Teaching has always been an important part of Nancy's career. She is a member of the music faculty at the University of Toledo and at Heidelberg University and was formerly on the faculty of the National Music Camp in Interlochen, Michigan and Toledo School for the Arts. She has appeared as a performer, presenter and clinician at both regional and national harp conferences, and in 2002, performed at the World Harp Congress in Geneva, Switzerland as a member of both the Salzedo Harp Ensemble and the Salzedo Harp Duo.

About those Five Minutes of music that changed her life, Nancy recalled, “I do feel fortunate that I can vividly recall the two instances when I was struck by the beauty, power and magic of the harp.”

“I grew up hearing a lot of choral music, and organ, as my father was a choral conductor (early years at Kenyon College, and then the College of William and Mary) and organist (at Bruton Parish Church in Colonial Williamsburg). When I was seven, my father’s choir was performing A Ceremony of Carols by Benjamin Britten, accompanied by a harp.  

“I was completely entranced through the performance, and my eyes never left that beautiful gold harp.  

“After the concert,” Nancy continued, “the harpist invited, and encouraged me, to pluck a few strings. I was hooked.  SUCH a glorious sound!! I was completely hooked.  

“I immediately told my parents that I wanted to play the harp and was told that I needed to take piano lessons first.  Which I did, begrudgingly—but if it was the path to a harp, I would obey. 

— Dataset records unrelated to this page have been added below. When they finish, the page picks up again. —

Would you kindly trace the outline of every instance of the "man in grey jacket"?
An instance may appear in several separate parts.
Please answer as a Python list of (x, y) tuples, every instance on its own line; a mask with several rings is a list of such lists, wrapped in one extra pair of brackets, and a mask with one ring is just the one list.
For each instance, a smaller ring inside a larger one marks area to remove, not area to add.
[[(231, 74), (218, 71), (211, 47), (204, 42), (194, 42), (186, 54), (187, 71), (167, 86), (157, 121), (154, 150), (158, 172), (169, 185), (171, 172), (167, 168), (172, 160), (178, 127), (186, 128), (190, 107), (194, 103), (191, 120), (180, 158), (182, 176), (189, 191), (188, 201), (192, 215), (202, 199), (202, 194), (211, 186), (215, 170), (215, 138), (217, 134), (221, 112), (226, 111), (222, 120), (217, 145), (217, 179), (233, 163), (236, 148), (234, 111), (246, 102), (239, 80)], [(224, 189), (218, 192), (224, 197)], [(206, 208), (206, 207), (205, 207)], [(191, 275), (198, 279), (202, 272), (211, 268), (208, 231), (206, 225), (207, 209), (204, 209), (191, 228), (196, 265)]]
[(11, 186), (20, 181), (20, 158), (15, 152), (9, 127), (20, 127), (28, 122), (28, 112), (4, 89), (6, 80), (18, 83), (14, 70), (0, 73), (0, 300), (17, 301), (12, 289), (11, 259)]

“After a year, I asked again, and turns out that there were no harps to be found—so I was pushed to start the violin as it would be ‘a good background for the harp.’


“I stuck with the violin for several years,” Nancy continued, “until fate intervened again. This time in the form of ballet.

“We were living in London for the year, and for my 12th birthday, my mother and I went to the Royal Opera House at Covent Garden to see the Royal Ballet performing Swan Lake. I adored ballet and was anticipating this experience for weeks. But what has stayed with me all of these decades later is not only the breathtaking dancing on the stage, but the perfect view I had of the harpist in the orchestra pit.  

“When the famous haunting, dark and beautiful oboe solo was played I was completely zeroed in on the harp. The harp plays the accompaniment and then the oboe enters.  And then when the harpist played the brilliant solo cadenza, as is always present in all of Tchaikovsky’s ballets—well that was it."

“The harp was clearly calling to me, and I just had to answer the call."

“When we returned to the US, I quit the violin and my parents were able to eventually find me a world class harp teacher and she had an instrument I could rent.  

Nancy added, “As a side note, it turns out that the performance of Swan Lake that we attended 40+ years ago in London was conducted by Yuval Zaliouk, who would become Music Director of the TSO when I first joined. Crazy.”